The first episode introduces us to Seong Gi-hun, a divorced chauffeur heavily in debt, who dips into his mother’s savings to gamble. In the opening, we see him as a boy playing a children’s game called the Squid Game, how when he won he felt on top of the world. Years later, he’s not as good at the game of life and gambles to get above water financially and hopefully reclaim that feeling of winning from long ago. True to the best South Korean films, we have a protagonist who is a heavily flawed loser but also eminently relatable and likeable.
When a mysterious organization invites him to participate in various games for cash prizes, he volunteers. Suddenly, he’s competing along with 455 other people in a series of children’s games. It looks like fun, only the trick is the losers die, and with each death, the cash prize for the winners goes up. The games break them down into smaller groups until it’s basically every person for themselves, and they realize they’re not only betting their lives, they’re selling their souls and very humanity, showing what they’re all truly made of. Along the way, we meet and sympathize with other terrific characters, each with their own personal reason for competing, making this their story as much as Seong Gi-hun’s.
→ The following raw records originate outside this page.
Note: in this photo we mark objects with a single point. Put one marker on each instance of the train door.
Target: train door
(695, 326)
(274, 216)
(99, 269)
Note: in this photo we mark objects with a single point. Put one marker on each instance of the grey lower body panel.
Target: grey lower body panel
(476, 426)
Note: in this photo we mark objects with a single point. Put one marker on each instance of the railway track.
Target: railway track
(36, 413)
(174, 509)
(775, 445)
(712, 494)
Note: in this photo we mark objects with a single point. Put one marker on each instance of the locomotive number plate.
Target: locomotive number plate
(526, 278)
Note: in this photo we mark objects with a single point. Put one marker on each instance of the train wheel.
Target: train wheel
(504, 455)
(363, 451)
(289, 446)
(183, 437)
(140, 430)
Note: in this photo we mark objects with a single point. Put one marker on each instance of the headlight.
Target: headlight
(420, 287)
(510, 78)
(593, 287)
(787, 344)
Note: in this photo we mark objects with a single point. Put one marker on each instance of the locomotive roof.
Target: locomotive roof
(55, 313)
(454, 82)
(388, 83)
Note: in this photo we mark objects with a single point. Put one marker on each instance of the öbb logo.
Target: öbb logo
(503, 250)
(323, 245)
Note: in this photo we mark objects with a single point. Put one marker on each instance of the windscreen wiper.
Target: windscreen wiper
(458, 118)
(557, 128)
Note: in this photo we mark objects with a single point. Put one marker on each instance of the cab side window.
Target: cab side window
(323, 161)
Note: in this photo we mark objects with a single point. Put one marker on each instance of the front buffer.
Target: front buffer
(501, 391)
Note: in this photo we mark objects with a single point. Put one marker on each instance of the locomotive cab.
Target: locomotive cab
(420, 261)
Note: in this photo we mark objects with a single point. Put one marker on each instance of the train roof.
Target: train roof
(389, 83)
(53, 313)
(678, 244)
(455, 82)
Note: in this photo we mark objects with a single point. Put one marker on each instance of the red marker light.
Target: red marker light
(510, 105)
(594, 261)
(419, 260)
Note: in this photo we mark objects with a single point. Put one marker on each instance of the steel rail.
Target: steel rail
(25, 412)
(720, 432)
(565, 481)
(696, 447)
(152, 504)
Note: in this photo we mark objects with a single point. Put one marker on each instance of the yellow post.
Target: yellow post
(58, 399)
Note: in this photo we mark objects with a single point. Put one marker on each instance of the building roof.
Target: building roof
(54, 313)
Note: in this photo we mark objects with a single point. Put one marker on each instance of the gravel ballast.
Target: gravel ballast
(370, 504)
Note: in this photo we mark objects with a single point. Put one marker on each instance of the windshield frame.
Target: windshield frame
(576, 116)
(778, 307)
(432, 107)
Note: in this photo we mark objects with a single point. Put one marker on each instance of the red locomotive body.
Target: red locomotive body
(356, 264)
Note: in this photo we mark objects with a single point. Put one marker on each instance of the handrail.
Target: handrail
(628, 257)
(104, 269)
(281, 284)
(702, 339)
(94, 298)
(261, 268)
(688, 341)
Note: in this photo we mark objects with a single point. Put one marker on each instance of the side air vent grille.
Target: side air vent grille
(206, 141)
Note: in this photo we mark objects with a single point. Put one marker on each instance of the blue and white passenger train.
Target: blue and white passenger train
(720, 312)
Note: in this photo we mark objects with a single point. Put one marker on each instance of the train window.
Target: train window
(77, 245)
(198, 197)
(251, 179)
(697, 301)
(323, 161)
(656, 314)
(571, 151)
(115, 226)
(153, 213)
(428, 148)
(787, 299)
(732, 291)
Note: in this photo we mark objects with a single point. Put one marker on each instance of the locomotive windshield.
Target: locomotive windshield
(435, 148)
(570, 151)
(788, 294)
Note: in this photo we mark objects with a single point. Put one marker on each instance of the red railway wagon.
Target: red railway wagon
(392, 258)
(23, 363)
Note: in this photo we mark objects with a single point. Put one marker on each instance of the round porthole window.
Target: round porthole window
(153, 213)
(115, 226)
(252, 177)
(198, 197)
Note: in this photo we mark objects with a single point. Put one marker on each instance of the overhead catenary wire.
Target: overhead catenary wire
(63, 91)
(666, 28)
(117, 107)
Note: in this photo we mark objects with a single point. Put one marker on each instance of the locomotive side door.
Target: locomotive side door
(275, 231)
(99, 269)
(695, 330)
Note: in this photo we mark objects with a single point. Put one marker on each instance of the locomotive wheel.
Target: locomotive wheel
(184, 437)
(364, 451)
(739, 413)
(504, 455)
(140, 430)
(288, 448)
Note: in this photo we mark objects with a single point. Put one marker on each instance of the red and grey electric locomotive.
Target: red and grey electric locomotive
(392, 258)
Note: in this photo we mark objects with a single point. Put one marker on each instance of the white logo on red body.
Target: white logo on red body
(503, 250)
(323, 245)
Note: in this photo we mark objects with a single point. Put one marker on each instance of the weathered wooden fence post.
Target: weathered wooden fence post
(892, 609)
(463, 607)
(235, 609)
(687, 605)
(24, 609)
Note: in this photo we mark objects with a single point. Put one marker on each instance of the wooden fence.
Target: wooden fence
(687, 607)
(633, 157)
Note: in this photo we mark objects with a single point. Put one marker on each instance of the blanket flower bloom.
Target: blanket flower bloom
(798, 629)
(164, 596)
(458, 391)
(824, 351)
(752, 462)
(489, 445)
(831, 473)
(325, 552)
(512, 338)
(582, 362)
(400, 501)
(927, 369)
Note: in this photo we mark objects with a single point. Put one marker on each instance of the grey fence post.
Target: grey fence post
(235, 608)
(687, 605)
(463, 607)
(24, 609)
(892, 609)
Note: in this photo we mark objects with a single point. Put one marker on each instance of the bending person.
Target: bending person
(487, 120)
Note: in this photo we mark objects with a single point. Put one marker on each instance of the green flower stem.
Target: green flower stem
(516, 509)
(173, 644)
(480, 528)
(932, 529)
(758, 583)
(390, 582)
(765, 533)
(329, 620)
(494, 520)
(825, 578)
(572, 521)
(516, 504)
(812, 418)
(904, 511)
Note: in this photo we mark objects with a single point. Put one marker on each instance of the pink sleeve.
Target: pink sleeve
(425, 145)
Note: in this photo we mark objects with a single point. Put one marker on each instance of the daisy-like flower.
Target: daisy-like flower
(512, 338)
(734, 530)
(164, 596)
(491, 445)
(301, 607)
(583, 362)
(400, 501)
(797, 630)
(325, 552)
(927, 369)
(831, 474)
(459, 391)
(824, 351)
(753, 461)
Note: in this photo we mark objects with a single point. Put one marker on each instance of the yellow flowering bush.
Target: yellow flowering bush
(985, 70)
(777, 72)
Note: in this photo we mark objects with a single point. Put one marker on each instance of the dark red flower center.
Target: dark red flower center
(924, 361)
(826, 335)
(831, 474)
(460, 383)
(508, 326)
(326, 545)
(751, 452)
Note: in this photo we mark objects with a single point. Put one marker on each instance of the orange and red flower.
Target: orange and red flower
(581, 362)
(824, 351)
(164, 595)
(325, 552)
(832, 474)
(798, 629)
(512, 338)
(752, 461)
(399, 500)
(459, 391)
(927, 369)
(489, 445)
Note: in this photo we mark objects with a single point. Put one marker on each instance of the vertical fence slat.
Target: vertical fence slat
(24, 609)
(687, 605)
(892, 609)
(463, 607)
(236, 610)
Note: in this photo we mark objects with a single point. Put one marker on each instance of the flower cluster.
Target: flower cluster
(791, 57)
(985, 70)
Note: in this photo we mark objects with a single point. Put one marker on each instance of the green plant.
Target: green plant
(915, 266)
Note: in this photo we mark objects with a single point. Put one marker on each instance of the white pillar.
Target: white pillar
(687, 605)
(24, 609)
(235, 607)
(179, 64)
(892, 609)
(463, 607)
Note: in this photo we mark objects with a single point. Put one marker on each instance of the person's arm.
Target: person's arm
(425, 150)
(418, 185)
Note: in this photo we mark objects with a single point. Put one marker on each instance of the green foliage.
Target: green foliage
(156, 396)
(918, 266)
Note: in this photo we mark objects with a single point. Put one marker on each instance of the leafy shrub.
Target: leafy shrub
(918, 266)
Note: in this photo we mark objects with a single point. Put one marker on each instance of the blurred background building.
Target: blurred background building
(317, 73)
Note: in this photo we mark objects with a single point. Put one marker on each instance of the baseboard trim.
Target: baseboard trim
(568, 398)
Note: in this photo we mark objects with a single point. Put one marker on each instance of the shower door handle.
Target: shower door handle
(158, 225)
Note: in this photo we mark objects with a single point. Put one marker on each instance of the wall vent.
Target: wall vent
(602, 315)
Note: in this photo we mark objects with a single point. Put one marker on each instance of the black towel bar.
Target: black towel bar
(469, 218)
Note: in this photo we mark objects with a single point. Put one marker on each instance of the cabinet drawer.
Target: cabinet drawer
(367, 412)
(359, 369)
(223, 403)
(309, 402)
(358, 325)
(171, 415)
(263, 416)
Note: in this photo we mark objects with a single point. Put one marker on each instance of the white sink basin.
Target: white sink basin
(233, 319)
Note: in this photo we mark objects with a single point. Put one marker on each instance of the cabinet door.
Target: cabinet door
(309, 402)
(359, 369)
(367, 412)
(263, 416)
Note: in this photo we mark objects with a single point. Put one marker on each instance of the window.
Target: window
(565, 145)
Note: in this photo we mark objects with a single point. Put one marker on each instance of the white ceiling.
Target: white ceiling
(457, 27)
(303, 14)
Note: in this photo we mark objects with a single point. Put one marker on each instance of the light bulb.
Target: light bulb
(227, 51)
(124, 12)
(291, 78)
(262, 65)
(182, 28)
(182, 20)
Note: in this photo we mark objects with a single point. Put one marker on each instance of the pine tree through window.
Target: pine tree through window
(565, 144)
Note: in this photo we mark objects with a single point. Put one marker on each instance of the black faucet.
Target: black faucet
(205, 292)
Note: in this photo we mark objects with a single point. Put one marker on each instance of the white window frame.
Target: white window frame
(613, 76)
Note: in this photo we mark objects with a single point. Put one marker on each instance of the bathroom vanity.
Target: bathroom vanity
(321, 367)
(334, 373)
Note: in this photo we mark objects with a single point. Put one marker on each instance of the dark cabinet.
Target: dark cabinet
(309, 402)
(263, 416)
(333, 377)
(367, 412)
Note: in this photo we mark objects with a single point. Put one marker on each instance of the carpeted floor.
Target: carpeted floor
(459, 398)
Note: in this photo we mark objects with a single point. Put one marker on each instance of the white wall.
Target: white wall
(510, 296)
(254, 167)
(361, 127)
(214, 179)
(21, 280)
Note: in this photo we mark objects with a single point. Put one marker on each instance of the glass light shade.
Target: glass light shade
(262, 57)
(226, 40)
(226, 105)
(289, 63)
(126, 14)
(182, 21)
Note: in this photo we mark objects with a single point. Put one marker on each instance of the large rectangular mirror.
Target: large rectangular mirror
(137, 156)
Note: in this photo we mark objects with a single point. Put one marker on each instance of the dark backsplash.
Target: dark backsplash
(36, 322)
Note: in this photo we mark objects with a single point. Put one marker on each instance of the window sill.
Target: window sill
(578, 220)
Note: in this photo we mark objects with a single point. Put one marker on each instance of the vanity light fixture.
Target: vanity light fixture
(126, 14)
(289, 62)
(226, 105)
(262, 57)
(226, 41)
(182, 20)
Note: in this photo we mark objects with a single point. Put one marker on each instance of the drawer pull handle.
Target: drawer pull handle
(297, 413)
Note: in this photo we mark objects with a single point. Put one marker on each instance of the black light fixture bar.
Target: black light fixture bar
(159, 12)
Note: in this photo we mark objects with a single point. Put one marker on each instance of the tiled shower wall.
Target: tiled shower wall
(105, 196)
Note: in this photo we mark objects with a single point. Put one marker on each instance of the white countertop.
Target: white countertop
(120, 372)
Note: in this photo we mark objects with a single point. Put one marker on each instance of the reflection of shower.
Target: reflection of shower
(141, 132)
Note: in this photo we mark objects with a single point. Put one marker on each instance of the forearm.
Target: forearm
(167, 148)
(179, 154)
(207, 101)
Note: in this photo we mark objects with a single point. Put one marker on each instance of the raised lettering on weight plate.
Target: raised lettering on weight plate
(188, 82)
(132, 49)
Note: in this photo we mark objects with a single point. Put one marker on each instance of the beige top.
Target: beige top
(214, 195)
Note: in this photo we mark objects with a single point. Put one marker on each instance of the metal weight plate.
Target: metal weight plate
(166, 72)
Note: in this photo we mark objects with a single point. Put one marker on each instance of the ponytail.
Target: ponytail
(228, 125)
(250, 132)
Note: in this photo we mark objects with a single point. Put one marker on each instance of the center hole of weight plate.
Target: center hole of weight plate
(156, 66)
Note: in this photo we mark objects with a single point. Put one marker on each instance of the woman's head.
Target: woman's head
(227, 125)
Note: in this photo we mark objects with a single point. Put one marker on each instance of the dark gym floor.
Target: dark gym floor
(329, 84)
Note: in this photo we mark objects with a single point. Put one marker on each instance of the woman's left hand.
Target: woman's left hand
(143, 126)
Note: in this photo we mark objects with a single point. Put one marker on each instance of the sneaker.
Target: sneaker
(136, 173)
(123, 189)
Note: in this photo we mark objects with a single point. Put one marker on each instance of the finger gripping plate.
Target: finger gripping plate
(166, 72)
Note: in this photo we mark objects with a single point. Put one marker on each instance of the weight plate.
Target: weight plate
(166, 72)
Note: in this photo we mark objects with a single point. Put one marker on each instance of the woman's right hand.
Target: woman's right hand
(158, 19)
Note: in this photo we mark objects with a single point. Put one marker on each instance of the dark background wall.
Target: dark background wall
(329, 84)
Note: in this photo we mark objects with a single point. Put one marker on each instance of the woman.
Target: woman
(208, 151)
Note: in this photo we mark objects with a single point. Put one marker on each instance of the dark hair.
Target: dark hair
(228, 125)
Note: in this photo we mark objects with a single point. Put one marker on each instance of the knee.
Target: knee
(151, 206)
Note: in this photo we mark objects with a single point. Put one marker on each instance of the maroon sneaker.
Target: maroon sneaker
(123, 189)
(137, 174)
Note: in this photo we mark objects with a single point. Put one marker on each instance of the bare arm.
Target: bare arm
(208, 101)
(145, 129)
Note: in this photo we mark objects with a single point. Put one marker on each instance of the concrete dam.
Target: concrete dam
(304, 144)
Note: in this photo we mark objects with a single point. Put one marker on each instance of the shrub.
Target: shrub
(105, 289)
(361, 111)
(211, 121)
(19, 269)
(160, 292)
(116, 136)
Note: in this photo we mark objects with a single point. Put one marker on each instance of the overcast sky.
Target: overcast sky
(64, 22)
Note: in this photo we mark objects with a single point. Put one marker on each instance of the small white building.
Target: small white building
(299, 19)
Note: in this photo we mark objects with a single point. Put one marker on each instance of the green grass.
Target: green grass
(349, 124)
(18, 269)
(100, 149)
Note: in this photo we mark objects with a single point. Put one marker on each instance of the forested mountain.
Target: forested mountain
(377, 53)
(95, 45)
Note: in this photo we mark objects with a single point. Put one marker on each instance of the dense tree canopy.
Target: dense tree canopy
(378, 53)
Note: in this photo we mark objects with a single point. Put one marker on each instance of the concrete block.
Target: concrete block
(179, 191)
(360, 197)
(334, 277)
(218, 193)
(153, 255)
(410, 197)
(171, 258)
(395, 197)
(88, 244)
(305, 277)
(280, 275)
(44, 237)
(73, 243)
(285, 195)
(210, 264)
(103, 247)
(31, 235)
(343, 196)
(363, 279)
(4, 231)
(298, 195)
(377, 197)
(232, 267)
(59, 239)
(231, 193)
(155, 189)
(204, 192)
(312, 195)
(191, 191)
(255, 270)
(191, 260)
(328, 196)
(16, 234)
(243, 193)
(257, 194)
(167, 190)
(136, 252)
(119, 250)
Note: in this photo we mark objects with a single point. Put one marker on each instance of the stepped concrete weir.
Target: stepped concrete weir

The show has been compared to ALICE IN BORDERLAND, a similar Japanese series, but I personally found SQUID GAME far superior and more compelling, as it goes far deeper into character and theme, which invested me so much more heavily such that I found it emotionally devastating while I found ALICE only titillating. The games are just brutal, absolutely riveting stuff, and the stakes are devastating, with plenty of physical challenges and psychological twists. The sets and costumes in the game world are terrific. The theme is pretty simple: Capitalism brutalizes people, resulting in a boredom among the rich and a desperation among the poor uniting them in psychopathy.
I had two criticisms. One is that a side plot produces a terrific perspective on what’s going on but doesn’t really go anywhere except possibly to influence the events in a second season. The second is the ending, which I found pretty disappointing as it chose a resolution that didn’t resonate with me.
Overall, SQUID GAME is just great storytelling: people you care about challenged and absolutely brutalized by games with the highest stakes–your life and more money you could spend in a lifetime.